CORONA DISCHARGE EFFECTS ON HIGH VOLTAGE POWER TRANSMISSION LINES

Impact of corona discharges on the design of high-voltage lines has been recognized since the early days of electric power transmission when the corona losses were the limiting factor. Even today, corona losses remain critical for HV lines below 300 kV.

With the development of EHV lines operating at voltages between 300 and 800 kV, electromagnetic interferences become the designing parameters. For UHV lines operating at voltages above 800 kV, the audible noise appears to gain in importance over the other two parameters.

The physical mechanisms of these effects—corona losses, electromagnetic interference, and audible noise—and their current evaluation methods are discussed below.

Corona Losses
The movement of ions of both polarities generated by corona discharges, and subjected to the applied field around the line conductors, is the main source of energy loss.
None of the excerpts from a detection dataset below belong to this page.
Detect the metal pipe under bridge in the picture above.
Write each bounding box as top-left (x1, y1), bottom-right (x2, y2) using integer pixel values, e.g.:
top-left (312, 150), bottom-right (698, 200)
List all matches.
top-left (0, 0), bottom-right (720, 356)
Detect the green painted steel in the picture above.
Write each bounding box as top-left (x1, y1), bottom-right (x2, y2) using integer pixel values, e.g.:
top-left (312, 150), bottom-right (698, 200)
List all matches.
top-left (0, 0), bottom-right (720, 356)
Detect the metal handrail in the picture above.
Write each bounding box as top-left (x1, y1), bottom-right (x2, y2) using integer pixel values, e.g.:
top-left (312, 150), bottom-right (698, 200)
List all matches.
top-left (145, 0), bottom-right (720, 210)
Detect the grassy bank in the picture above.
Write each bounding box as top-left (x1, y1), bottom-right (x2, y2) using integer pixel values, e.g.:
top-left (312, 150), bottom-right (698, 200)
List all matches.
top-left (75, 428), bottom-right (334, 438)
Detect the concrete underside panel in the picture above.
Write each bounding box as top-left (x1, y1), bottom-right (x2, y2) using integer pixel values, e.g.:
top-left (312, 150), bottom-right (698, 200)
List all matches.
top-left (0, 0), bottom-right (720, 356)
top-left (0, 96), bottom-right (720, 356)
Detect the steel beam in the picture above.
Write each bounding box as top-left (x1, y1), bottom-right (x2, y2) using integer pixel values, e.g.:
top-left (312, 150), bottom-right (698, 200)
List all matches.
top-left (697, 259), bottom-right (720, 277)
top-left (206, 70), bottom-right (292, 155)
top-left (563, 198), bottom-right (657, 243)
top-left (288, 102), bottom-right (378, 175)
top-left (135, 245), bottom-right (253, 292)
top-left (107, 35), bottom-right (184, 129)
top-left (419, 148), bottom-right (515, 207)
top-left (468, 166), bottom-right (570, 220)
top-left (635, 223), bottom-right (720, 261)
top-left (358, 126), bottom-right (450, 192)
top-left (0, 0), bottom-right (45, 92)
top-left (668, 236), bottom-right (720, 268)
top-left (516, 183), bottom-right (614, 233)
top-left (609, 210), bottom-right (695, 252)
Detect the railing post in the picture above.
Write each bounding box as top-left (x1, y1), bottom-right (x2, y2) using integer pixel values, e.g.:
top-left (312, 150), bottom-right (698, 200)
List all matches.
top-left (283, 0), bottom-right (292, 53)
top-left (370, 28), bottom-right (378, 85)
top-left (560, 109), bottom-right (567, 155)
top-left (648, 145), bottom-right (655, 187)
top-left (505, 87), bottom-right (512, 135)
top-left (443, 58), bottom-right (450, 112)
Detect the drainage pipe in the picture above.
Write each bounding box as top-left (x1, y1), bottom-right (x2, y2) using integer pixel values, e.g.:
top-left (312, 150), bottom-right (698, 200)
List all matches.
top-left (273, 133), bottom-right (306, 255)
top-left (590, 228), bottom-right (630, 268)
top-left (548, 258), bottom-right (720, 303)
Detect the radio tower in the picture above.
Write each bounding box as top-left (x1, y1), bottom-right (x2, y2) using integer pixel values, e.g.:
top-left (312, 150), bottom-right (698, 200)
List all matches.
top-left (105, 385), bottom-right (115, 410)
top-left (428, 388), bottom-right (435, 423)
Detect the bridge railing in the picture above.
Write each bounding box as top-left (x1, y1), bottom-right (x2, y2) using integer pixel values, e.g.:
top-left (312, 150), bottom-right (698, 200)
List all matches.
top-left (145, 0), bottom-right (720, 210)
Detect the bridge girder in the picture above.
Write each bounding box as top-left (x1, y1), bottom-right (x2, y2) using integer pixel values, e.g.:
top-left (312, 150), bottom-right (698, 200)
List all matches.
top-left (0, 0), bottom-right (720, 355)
For AC lines, the movement of the ion space charges is limited to the immediate vicinity of the line conductors, corresponding to their maximum displacement during one half-cycle, typically a few tens of centimeters, before the voltage
changes polarity and reverses the ionic movement.

For direct current (DC) lines, the ion displacement covers the whole distance separating the line conductors, and between the conductors and the ground. Corona losses are generally described in terms of the energy losses per kilometer of the line.
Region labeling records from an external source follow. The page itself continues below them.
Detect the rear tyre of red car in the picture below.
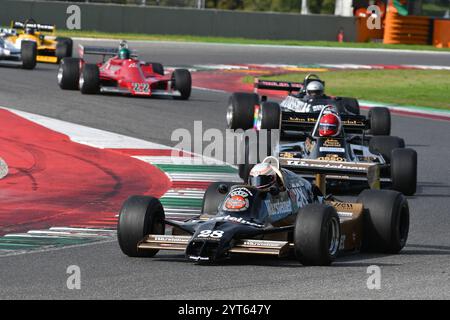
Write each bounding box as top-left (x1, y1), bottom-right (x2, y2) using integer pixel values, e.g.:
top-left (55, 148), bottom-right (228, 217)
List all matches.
top-left (172, 69), bottom-right (192, 100)
top-left (117, 196), bottom-right (165, 257)
top-left (58, 58), bottom-right (80, 90)
top-left (79, 64), bottom-right (100, 94)
top-left (357, 190), bottom-right (409, 254)
top-left (55, 37), bottom-right (73, 60)
top-left (227, 92), bottom-right (259, 130)
top-left (369, 107), bottom-right (391, 136)
top-left (294, 204), bottom-right (341, 266)
top-left (150, 62), bottom-right (164, 76)
top-left (391, 149), bottom-right (417, 196)
top-left (21, 41), bottom-right (37, 70)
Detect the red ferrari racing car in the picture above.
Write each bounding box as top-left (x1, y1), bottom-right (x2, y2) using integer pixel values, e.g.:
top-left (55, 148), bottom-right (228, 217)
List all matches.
top-left (58, 41), bottom-right (192, 100)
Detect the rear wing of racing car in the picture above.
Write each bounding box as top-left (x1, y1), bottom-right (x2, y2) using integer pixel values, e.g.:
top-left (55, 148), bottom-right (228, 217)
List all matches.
top-left (279, 153), bottom-right (380, 194)
top-left (78, 44), bottom-right (137, 59)
top-left (253, 78), bottom-right (303, 93)
top-left (281, 112), bottom-right (370, 133)
top-left (11, 21), bottom-right (56, 32)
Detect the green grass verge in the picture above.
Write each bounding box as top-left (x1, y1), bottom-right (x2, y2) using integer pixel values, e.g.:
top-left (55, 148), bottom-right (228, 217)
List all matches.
top-left (57, 30), bottom-right (450, 52)
top-left (244, 70), bottom-right (450, 110)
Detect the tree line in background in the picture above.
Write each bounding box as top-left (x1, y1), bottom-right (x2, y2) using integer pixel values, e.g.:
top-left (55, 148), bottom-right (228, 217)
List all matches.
top-left (49, 0), bottom-right (450, 16)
They are generally negligible under fair-weather conditions but can reach values of several hundreds of kilowatts per kilometer of line during foul weather. Direct measurement of corona losses is relatively complex, but foul-weather losses can be readily evaluated in test cages under artificial rain conditions, which yield the highest energy loss.

The results are expressed in terms of the generated loss W, a characteristic of the conductor to produce corona losses under given operating conditions.
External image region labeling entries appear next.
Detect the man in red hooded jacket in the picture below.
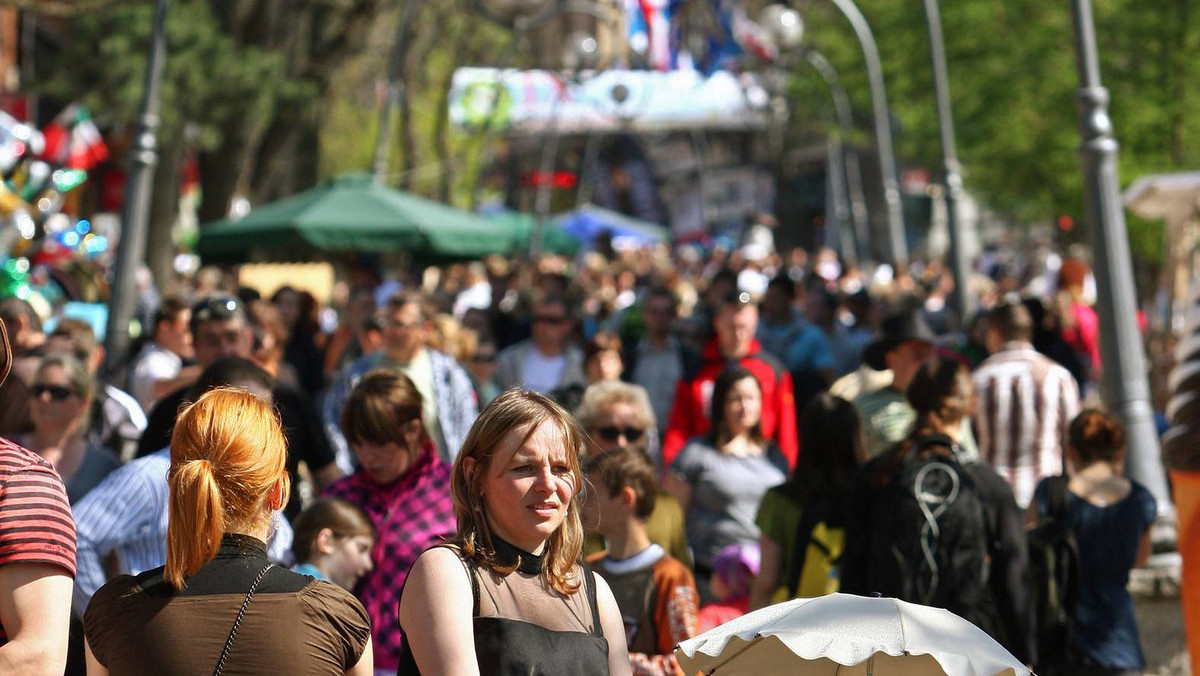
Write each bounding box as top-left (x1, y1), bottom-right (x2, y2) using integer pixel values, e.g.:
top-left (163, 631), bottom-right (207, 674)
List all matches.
top-left (662, 292), bottom-right (799, 467)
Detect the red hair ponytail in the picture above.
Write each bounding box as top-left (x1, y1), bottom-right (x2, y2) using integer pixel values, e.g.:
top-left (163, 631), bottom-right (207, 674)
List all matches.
top-left (163, 388), bottom-right (290, 588)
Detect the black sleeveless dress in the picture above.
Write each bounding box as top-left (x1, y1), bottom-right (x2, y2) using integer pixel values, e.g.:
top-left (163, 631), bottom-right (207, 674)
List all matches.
top-left (397, 538), bottom-right (608, 676)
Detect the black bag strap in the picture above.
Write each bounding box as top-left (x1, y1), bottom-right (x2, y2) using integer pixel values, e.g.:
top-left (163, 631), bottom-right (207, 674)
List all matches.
top-left (212, 563), bottom-right (272, 676)
top-left (582, 566), bottom-right (604, 639)
top-left (787, 498), bottom-right (824, 599)
top-left (1046, 474), bottom-right (1070, 524)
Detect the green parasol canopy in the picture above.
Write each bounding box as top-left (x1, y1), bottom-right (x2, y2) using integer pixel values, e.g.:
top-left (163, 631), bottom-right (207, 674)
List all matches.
top-left (197, 173), bottom-right (514, 263)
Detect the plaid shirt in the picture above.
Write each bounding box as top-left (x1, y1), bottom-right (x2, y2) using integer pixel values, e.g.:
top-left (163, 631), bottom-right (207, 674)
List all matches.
top-left (325, 443), bottom-right (457, 670)
top-left (972, 342), bottom-right (1079, 509)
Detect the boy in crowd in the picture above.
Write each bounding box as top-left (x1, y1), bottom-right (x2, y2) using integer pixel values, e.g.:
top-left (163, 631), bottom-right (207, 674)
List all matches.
top-left (584, 448), bottom-right (700, 676)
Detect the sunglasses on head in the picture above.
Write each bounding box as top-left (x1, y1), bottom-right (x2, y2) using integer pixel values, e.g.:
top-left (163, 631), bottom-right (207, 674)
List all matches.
top-left (29, 383), bottom-right (74, 401)
top-left (596, 425), bottom-right (646, 442)
top-left (192, 297), bottom-right (241, 325)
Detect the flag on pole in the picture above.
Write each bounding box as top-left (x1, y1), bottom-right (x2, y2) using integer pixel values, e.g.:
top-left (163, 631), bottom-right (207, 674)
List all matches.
top-left (42, 103), bottom-right (108, 171)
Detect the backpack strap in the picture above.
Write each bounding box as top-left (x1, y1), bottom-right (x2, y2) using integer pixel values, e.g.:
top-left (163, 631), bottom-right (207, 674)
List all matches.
top-left (1046, 474), bottom-right (1070, 524)
top-left (430, 544), bottom-right (479, 617)
top-left (787, 499), bottom-right (824, 599)
top-left (581, 566), bottom-right (604, 639)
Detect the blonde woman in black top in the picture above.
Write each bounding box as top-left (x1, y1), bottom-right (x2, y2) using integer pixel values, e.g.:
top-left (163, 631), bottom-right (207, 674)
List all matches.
top-left (400, 389), bottom-right (631, 676)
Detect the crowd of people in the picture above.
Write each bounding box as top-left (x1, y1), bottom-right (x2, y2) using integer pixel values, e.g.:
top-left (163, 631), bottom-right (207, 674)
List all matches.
top-left (0, 232), bottom-right (1156, 675)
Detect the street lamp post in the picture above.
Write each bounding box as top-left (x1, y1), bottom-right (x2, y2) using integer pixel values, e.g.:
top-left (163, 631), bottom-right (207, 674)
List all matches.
top-left (1072, 0), bottom-right (1175, 516)
top-left (804, 48), bottom-right (871, 262)
top-left (830, 0), bottom-right (908, 263)
top-left (924, 0), bottom-right (972, 325)
top-left (104, 0), bottom-right (170, 375)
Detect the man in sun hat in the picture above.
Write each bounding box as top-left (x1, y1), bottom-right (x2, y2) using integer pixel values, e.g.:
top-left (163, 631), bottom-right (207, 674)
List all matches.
top-left (853, 310), bottom-right (978, 457)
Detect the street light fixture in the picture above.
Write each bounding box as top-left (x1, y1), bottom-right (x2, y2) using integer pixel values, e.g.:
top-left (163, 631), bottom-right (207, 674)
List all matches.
top-left (924, 0), bottom-right (972, 327)
top-left (804, 48), bottom-right (871, 258)
top-left (761, 0), bottom-right (908, 263)
top-left (1072, 0), bottom-right (1175, 519)
top-left (104, 0), bottom-right (170, 376)
top-left (758, 5), bottom-right (804, 52)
Electromagnetic Interference
Electromagnetic interference is associated with streamer discharges that inject current pulses into the conductor. These pulses of steep front and short duration have a high harmonic content, reaching the
tens of megahertz range. A tremendous research effort was devoted to the subject during the years 1950–1980 in an effort to evaluate the electromagnetic interference from HV lines.

The most comprehensive contributions were made by Moreau and Gary (1972a,b) of E ´ lectricite´ de France, who introduced the concept of the excitation function, G(v), which characterizes the ability of a line conductor to generate electromagnetic interference under the given operating conditions.

 Audible Noise
The high temperature in the discharge channel produced by the streamer creates a corresponding increase in the local air pressure. Consequently, a pulsating sound wave is generated from the discharge site, propagates through the surrounding ambient air, and is perfectly audible in the immediate vicinity of the HV lines.

The typical octave-band frequency spectra of line corona contain discrete components corresponding to the second and higher harmonics of the line voltage superimposed on a relatively broadband noise, extending well into the ultrasonic range (Ianna et al., 1974).

The octave-band measurements show a sharp drop at frequencies over 20 kHz, due principally to the limited frequency response of the microphone and associated sound-level meter. Similar to the case of electromagnetic interference, the ability of the line conductors to produce audible noise is characterized by the generated acoustic power density A, defined as the acoustic power produced per unit length of the line conductor under specific operating conditions.